原作は読みました。制作発表時から気になっていたのは、鳥居と旭の性別が逆転していること。たしかに、天然ドジっ子の綾瀬はるかによる鳥居は可愛かったし、お好み焼きを食べ続ける可愛い女子の鳥居に癒されたの事実。岡田将生の旭もかっこよかったし、クールな感じも似合ってました。
ただ、大阪を守る男達や、女の子になりたい中学生大輔の設定からして、実は、性別というのはこの物語の重要なポイントでもあるので、途中から、話の流れは大きく変わっています。また、原作の最後に交わされる女性の旭と大輔の会話が、『大阪を守ってきた大阪国の人々、そしてこれからも守り続けられるだろう大阪国』を表現するものだけに、それがなかったのは残念でした。
まぁ確かに、豊臣家の生き残りプリンセスがいて、彼女を守る『大阪国』の設定という、その突飛かつ大スケールで驚かしておいて、それはあくまで遊び心のようなもので、この大ぼら話、能天気コメディーの落としどころを親子の絆にもってゆく。守るものがある大切さ、伝えていくという大切さ。そして、なにより家族の絆。ミクロなレベルの信頼と愛。という根本的なところは変えてありません(変えようがないか...)けどね。ストーリー知っていても感動もありますし。(笑)

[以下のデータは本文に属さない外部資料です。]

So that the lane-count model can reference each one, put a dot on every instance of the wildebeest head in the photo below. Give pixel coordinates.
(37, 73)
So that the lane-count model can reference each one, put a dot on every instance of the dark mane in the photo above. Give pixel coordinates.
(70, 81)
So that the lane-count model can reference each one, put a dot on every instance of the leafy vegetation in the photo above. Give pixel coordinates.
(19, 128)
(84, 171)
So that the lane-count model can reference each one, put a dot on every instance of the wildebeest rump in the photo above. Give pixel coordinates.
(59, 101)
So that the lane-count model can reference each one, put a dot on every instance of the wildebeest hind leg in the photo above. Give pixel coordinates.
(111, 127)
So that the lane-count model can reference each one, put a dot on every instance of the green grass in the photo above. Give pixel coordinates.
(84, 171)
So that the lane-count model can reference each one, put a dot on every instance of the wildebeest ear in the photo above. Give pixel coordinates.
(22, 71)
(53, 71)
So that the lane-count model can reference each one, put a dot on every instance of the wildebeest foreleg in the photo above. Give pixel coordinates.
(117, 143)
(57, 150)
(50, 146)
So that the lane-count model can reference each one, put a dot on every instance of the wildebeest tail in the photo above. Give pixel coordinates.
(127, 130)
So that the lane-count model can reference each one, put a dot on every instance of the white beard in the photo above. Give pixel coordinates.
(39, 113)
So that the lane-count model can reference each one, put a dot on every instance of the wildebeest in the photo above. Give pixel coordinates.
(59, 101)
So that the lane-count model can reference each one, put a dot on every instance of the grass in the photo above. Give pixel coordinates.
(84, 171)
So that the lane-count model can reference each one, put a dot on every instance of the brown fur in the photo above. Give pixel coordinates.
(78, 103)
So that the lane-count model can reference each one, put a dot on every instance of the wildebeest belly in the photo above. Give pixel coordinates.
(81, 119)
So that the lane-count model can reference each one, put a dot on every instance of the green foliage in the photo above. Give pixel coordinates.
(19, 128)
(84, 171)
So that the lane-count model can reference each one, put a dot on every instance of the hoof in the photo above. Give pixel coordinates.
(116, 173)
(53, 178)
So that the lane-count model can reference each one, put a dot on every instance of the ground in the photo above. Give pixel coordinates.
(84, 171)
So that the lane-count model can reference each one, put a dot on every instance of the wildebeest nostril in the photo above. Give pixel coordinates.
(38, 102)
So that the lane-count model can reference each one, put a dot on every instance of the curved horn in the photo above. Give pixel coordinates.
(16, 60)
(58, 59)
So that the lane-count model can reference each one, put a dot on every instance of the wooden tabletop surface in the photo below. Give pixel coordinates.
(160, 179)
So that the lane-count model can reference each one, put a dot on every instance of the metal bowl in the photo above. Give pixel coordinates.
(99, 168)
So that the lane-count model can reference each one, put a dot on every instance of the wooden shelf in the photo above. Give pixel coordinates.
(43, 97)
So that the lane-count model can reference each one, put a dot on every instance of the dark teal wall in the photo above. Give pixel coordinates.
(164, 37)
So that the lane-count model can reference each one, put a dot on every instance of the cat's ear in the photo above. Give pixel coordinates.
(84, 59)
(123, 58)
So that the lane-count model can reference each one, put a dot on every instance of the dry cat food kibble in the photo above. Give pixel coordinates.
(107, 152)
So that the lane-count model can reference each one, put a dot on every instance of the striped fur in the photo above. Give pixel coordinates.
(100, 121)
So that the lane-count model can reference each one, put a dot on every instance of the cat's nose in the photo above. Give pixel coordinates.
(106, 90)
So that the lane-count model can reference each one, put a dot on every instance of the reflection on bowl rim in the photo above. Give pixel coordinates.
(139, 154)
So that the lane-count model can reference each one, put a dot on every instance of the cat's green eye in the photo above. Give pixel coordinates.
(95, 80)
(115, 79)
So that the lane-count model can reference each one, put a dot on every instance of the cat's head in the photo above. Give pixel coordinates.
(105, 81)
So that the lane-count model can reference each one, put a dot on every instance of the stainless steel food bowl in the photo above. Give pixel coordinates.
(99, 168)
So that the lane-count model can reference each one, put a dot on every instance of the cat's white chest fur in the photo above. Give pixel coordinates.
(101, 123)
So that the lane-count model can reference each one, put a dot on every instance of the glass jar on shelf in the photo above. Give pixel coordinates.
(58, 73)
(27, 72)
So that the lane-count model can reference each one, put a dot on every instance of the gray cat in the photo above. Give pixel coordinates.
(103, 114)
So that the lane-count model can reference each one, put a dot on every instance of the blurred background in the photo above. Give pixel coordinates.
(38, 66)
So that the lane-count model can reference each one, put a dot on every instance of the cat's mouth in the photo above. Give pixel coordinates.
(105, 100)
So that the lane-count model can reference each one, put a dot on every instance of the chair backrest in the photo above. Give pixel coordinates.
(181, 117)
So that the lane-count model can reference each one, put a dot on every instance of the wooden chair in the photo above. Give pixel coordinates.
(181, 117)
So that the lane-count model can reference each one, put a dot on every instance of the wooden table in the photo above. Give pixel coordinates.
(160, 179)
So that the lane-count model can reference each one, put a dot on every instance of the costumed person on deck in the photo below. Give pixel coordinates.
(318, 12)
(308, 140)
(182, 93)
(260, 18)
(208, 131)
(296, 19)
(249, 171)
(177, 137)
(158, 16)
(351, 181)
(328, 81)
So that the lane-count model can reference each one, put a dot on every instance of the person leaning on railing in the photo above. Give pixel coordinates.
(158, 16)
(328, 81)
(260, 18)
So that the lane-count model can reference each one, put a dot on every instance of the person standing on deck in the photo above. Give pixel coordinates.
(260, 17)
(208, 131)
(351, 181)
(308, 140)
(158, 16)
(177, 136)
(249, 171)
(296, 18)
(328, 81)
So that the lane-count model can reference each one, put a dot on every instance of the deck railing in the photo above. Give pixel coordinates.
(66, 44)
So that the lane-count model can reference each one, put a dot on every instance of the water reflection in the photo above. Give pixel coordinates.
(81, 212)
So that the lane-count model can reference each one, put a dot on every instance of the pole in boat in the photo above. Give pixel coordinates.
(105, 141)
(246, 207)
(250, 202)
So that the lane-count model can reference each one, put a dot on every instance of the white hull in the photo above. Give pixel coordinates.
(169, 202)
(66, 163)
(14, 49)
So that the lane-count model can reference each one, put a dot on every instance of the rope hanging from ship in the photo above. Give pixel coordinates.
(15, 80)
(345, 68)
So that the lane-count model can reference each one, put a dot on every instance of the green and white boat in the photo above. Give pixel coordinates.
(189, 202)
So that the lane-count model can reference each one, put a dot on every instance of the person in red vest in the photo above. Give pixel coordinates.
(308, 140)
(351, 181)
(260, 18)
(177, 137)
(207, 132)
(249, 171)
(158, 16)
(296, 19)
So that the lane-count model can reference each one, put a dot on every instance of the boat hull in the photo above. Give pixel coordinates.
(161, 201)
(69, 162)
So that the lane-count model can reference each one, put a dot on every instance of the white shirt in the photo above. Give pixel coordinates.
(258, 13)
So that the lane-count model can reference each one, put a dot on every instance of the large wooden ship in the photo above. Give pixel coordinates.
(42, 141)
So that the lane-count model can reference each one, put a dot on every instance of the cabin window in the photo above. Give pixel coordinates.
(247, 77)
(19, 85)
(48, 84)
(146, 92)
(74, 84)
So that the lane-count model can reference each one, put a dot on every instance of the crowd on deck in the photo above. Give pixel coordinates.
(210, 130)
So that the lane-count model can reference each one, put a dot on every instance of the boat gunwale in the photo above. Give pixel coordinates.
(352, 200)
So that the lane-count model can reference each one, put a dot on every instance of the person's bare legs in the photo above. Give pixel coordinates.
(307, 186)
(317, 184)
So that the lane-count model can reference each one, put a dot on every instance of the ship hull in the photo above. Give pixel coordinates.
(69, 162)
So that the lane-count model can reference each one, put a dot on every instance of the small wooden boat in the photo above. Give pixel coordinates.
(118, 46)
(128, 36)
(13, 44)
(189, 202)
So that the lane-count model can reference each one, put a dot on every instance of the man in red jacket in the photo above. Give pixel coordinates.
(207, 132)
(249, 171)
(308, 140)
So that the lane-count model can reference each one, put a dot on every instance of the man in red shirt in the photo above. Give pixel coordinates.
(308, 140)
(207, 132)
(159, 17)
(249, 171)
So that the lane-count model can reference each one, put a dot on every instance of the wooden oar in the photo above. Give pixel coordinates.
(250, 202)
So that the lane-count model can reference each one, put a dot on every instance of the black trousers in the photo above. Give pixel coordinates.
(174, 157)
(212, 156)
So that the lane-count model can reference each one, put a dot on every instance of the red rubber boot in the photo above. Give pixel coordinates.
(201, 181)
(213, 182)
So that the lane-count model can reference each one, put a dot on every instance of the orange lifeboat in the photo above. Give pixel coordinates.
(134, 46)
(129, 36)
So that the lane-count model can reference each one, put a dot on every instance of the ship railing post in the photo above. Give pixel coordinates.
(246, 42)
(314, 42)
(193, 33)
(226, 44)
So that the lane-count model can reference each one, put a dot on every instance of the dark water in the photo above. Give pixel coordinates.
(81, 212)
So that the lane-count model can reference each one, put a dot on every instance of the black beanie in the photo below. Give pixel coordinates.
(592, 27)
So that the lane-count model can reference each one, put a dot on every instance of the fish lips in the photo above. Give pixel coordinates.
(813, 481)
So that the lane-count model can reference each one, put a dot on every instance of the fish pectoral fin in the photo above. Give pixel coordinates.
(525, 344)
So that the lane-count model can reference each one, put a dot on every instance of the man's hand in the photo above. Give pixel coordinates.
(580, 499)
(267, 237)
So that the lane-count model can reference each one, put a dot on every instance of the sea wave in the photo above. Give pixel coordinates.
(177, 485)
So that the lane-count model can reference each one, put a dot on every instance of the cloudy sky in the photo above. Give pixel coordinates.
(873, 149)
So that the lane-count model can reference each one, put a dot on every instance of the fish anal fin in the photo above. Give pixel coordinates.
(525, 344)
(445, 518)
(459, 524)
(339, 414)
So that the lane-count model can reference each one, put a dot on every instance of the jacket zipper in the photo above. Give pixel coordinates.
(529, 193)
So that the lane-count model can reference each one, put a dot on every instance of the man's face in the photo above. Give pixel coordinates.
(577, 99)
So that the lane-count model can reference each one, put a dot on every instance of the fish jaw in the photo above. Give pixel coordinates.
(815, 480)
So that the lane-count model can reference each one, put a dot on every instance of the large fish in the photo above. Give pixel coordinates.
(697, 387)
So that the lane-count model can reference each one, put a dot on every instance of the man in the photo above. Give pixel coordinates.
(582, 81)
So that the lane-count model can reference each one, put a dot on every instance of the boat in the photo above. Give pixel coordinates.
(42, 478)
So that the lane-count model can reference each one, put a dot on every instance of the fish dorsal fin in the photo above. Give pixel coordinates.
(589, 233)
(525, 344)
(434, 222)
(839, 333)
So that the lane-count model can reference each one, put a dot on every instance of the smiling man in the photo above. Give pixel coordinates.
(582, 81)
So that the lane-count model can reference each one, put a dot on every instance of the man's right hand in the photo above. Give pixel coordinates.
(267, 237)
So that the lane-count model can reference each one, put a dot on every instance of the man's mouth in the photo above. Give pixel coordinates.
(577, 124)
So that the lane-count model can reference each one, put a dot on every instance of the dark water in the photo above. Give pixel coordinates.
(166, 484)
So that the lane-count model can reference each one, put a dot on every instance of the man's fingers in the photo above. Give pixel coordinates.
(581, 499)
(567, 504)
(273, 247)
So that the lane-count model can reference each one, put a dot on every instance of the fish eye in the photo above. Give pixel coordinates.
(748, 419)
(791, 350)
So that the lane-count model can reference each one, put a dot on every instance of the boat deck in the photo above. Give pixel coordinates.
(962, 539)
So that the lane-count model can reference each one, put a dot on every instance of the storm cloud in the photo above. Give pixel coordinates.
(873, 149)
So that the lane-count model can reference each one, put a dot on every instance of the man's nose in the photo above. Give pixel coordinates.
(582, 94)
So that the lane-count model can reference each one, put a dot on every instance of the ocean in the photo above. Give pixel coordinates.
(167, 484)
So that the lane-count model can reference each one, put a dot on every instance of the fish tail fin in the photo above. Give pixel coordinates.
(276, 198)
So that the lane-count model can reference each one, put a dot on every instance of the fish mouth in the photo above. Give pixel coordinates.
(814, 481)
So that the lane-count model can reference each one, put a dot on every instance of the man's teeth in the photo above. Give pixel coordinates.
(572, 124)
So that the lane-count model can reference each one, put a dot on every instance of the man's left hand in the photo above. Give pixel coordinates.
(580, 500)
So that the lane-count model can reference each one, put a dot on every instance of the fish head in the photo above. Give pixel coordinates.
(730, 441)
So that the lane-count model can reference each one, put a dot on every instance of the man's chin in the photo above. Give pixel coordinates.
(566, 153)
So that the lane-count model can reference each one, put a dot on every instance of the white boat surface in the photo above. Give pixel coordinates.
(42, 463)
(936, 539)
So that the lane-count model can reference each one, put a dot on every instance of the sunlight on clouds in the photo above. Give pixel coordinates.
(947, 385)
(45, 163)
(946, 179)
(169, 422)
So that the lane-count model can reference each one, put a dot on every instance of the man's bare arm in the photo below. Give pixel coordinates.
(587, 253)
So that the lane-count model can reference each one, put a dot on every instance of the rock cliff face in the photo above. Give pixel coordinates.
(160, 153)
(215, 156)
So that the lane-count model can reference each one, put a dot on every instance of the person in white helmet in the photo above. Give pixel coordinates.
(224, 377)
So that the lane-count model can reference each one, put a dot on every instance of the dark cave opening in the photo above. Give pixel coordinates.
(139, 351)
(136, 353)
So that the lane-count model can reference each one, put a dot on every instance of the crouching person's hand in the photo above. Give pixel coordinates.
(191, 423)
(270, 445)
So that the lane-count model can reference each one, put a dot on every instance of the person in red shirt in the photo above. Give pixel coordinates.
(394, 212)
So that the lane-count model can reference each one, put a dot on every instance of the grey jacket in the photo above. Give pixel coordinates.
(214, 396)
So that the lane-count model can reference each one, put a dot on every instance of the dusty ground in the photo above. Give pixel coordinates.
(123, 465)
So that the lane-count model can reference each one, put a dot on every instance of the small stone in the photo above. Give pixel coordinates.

ミステリとしても心憎い伏線が仕掛けてあり、ミスリードのさせかたも見事。微妙な違和感を感じさせながらも、堤真一と岡田将生のおかしな表情のやりとりで原作未読の方は思わず騙されてしまうかもしれません。
本作で人々が守るもの、それ自体に実は大した価値はないのですよ。プリンセスにせよ地下通路にせよ、それは象徴にすぎません。それを旗印に、人々が大切に思ってきたものこそが本当に価値あるものだということなんですね。その意味で、おバカコメディにベクトルが振り切れることなくリアルさをもたらした、“鬼の松平”の堤真一と“大阪国総理大臣”真田幸一役の中井貴一は的を射たキャスティングでした。
鈴木雅之監督はTV出身で、万城目学のデヴュー作「鹿男あおによし」も撮っています。その関係で、本作では玉木宏が「たこ焼き屋」のひょうきんなお兄ちゃん役でカメオ出演しています。
この監督、シーンの繋ぎやコミカルで不思議な間とかが持ち味で、万城目作品にはピッタリの監督かもしれません。新作「偉大なるしゅららぼん」もどこか「鹿男あおによし」的な作品なので、鈴木監督で映画化して欲しいですね。